𝔖 Bobbio Scriptorium
✦   LIBER   ✦

Interpolation of n-gram and mutual-information based trigger pair language models for Mandarin speech recognition

✍ Scribed by Z. GuoDong; L. KimTeng


Publisher
Elsevier Science
Year
1999
Tongue
English
Weight
191 KB
Volume
13
Category
Article
ISSN
0885-2308

No coin nor oath required. For personal study only.

✦ Synopsis


While n-gram modeling is simple and dominant in speech recognition, it can only capture the short-distance context dependency within an n-word window where currently the largest practical n for natural language is three. However, many of the context dependencies in natural language occur beyond a three-word window. This paper proposes a new language modeling approach to capture the preferred relationships between words over a short or long distance through the concept of MI-Trigger pairs.

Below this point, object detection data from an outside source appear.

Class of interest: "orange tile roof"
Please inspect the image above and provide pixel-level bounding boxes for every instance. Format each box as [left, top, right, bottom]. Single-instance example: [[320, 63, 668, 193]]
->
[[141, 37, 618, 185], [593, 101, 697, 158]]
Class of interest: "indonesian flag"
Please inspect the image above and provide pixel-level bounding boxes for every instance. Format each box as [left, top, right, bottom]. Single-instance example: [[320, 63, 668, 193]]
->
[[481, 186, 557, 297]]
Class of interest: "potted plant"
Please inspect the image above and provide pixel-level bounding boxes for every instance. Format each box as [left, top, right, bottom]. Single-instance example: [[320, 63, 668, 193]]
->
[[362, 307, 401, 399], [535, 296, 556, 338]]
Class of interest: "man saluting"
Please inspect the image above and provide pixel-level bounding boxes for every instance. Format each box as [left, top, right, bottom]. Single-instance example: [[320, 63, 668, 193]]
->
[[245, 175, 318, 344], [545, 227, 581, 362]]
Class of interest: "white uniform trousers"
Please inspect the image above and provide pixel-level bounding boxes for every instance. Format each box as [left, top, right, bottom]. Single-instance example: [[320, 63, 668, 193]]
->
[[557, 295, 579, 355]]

Different MI-Trigger-based models are constructed in either a distance-dependent or a distance-independent way within a window from 1 to 10 words. This new MI-Trigger-based modeling is also compared and merged with word bigram modeling. It is found that the MI-Trigger-based modeling has better performance than word bigram modeling. It is also found that n-gram and MI-Trigger models have good complementarity and their proper merging can further increase the recognition rate when tested on Mandarin speech recognition. One advantage of MI-Trigger-based modeling is that the number of parameters needed for MI-Trigger modeling is much less than that of word bigram modeling. Another advantage is that the number of trigger pairs in an MI-Trigger model can be kept to a reasonable size without losing too much of its modeling power.